See It, Be It
Sonequa Martin-Green is bringing a new image to the Star Trek universe.
Sonequa Martin-Green has boldly gone where no woman of color has gone before: into the lead role on a Star Trek series.
"When I knew I was definitely coming on board, pun intended, I flipped out," she says of being cast as xenoanthropologist Michael Burnham on CBS All Access's Star Trek: Discovery. "There were tears and a few freak-out sessions. I was overwhelmed by the magnitude of it all, because Star Trek is such an institution in modern society. I allowed those feelings to pass, and then I said, 'Okay, I'm ready to rock.'"
Growing up in Alabama, Martin-Green was far from a Trekkie. "I hadn't seen anything from the canon," she admits. "I remember the episodes being on the TV and going, 'Oh, that's Star Trek.' But I never sat down and watched them."
That changed after she landed the role on Discovery. "I said, 'I've got to see everything there is to see,'" recalls Martin-Green, who's a veteran of another massively popular franchise, AMC's The Walking Dead. "I tried and got as far as I could until I had to stop and pay attention to the story at hand. But I'm still working on it."
Her Star Trek binge gave her a greater appreciation of the franchise. "There are these moments where you zoom out and say, 'What am I becoming a part of?'" she says. In this prequel to the original series, her character was born human but raised as a Vulcan by the parents of her foster brother, Spock. "The first time I did the Vulcan salute and approached my station on the bridge, I was filled to the brim with honor."

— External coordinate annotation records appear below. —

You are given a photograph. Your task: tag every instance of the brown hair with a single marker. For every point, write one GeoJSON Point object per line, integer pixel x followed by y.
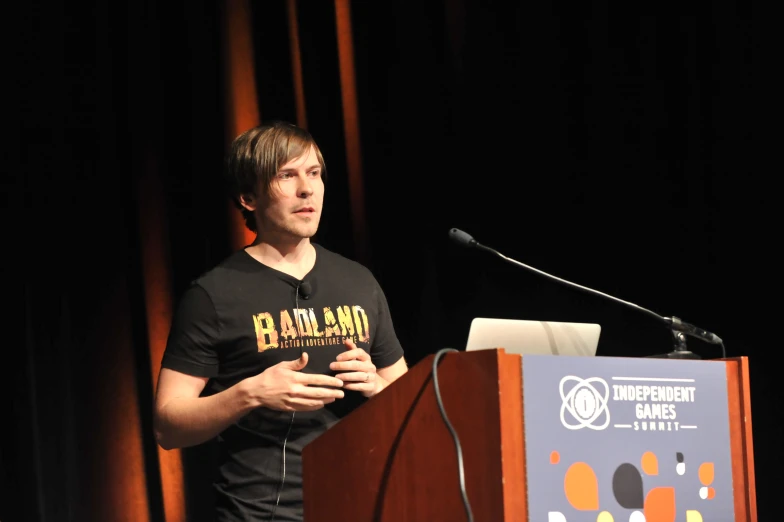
{"type": "Point", "coordinates": [256, 155]}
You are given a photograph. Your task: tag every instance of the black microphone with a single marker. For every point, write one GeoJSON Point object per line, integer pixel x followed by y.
{"type": "Point", "coordinates": [464, 239]}
{"type": "Point", "coordinates": [305, 289]}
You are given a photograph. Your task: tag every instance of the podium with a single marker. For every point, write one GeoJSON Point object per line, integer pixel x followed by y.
{"type": "Point", "coordinates": [394, 459]}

For the record, a xenoanthropologist would study alien cultures, much as an anthropologist studies human cultures. And it's worth noting that the Star Trek franchise's history of inclusiveness begins with the original series, which featured Nichelle Nichols as Lieutenant Nyota Uhura back in 1969.
Even so, Martin-Green knows how much it means to fans to see someone who looks like her attain such a lofty position in the Trek universe. "As a woman of color — raised in the South, no less — I know intimately the dearth of those images," she says. "And I know how visualization leads to actualization. Having a black woman at the helm becomes a bridge that connects what was to what is now, to what can be."